12. It is seen from the order under revision that the learned Judge has not applied his mind to the question whether the petitioner (the wife) is entitled to any relief under the section. The learned Judge thought that the refusal of the petitioner to live with her husband would be a sufficient ground to reject her application. In our opinion, the only consideration that should enter the judicial verdict in that behalf is whether the party who applies for relief is possessed of sufficient means or not.

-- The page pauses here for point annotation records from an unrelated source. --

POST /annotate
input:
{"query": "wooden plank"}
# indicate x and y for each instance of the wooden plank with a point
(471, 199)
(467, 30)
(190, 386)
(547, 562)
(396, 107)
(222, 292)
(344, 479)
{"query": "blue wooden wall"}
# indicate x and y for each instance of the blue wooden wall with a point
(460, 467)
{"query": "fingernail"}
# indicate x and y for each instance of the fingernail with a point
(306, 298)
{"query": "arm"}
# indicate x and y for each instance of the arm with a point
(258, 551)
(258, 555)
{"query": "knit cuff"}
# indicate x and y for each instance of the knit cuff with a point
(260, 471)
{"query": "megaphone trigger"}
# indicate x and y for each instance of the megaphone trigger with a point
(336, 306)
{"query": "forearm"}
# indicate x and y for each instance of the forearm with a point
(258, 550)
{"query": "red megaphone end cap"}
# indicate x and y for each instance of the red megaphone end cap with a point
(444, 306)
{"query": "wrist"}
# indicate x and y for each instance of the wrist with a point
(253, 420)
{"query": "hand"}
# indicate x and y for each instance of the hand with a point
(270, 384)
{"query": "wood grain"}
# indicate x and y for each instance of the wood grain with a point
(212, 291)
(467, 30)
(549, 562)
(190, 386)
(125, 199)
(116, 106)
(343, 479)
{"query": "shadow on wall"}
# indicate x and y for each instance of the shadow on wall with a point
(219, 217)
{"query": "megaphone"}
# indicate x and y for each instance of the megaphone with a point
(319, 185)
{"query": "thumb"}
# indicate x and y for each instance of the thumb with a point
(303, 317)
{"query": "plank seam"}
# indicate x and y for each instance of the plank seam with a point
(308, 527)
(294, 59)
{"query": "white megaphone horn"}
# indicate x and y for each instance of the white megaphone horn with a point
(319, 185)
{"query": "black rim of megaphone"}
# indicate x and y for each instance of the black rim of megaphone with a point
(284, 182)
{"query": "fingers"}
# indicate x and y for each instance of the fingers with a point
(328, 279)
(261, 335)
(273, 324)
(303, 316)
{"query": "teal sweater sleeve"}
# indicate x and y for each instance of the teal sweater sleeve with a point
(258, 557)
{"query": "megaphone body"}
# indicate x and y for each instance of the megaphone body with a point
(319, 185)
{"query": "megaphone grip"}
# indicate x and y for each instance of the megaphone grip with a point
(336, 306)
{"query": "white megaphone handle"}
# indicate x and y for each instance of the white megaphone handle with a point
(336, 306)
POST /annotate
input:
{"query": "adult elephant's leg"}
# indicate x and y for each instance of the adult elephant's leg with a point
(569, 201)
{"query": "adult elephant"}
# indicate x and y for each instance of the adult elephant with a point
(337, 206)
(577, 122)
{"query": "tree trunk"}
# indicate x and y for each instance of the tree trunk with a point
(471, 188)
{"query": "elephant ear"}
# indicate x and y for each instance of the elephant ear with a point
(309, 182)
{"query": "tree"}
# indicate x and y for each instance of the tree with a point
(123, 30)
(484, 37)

We do not know whether she is entitled to any relief, since the learned Judge had not considered any of the aspects arising in the matter in this regard, but had rejected the petition in limine in the view that she was disentitled to any relief for the reason that she was unwilline to live with her husband, We do not, therefore. Know whether there is any case for the grant of relief to the petitioner under that Section. We, therefore, set aside the order under revision and remand the netition to the trial court for disposal according to law. The further enquiry in the present petition will be only with regard to the maintenance payable, as the trial court already allowed her some expenses for the conduct of the proceedings.
13. The trial court is directed to dispose of the two main petitions, one for the restitution of conjugal rights and another for declaring the marriage a nullity, without any delay, preferably before the end of August 1959. We are assured by both parties that they would go on with the trial of the petitions and would not ask for any adjournment.
14. C. M. P. No. 4876 of 1959 for directionsis dismissed.